Indiana film critics board the '12 Years' bandwagon

Posted by · 8:33 am · December 16th, 2013

The Indiana Film Journalists Association has hopped onto the runaway “12 Years a Slave” train, ticking the film off for Best Film, Best Director, Best Actor and Best Musical Score awards today. But they provided a little more intrigue in other acting categories, giving prizes to Adèle Exarchopoulos and Barkhad Abdi, and a runner-up tip of the cap to “American Hustle” star Jeremy Renner (his first mention of the season). Check out the full list of winners below, and keep track of the season’s madness at The Circuit.

Best Film: “12 Years a Slave” (Runner-up: “Her”)

Other Finalists (alphabetical)
“All is Lost”
“Before Midnight”
“Captain Phillips”
“Frances Ha”
“Spring Breakers”
“The Wolf of Wall Street”

Best Director: Steve McQueen, “12 Years a Slave” (Runner-up: Spike Jonze, “Her”)

Best Actor: Chiwetel Ejiofor, “12 Years a Slave” (Runner-up: Matthew McConaughey, “Dallas Buyers Club”)

Best Actress: Adèle Exarchopoulos, “Blue is the Warmest Color” (Runner-up: Brie Larson, “Short Term 12”)

Best Supporting Actor: Barkhad Abdi, “Captain Phillips” (Runner-up: Jeremy Renner, “American Hustle”)

Best Supporting Actress: Jennifer Lawrence, “American Hustle” (Runner-up: June Squibb, “Nebraska”)

Best Adapted Screenplay: “Before Midnight” (Runner-up: “12 Years a Slave”)

Best Original Screenplay: “Her” (Runner-up: “Rush”)

Best Musical Score: “12 Years a Slave” (Runner-up: “Rush”)

Best Animated Feature: “Frozen” (Runner-up: “The Wind Rises”)

Best Foreign Language Film: “Blue is the Warmest Color” (Runner-up: “The Grandmaster”)

Best Documentary: “The Act of Killing” (Runner-up: “Stories We Tell”)

Original Vision Award: “Her” (Runner-up: “Gravity”)

The Hoosier Award: Andrew Cohn and Davy Rothbart, “Medora”

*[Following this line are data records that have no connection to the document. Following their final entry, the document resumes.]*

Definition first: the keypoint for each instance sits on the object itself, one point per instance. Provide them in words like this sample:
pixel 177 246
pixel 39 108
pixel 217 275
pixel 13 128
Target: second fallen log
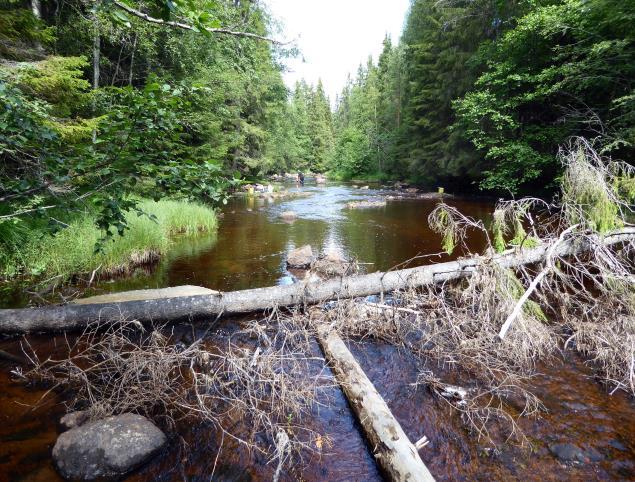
pixel 67 317
pixel 394 452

Regarding this year’s Hoosier Award, IFJA members issued this statement:

“In chronicling the plight of a hapless high school basketball team from a tiny, economically depressed Indiana town, Cohn and Rothbart managed to tap into the way Hoosiers are transfixed by their hoops obsession, as well as explore the harsh choices Indiana teenagers often face. In many ways, the film stands as stark counterpoint to the seminal ‘Hoop Dreams.” These players aren”t vying for a spot in the NBA, but to win a single game and lay claim to their dignity, both on and off the court. It is a quintessentially Hoosier story told with craftsmanship, unique insight and uncommon grace.”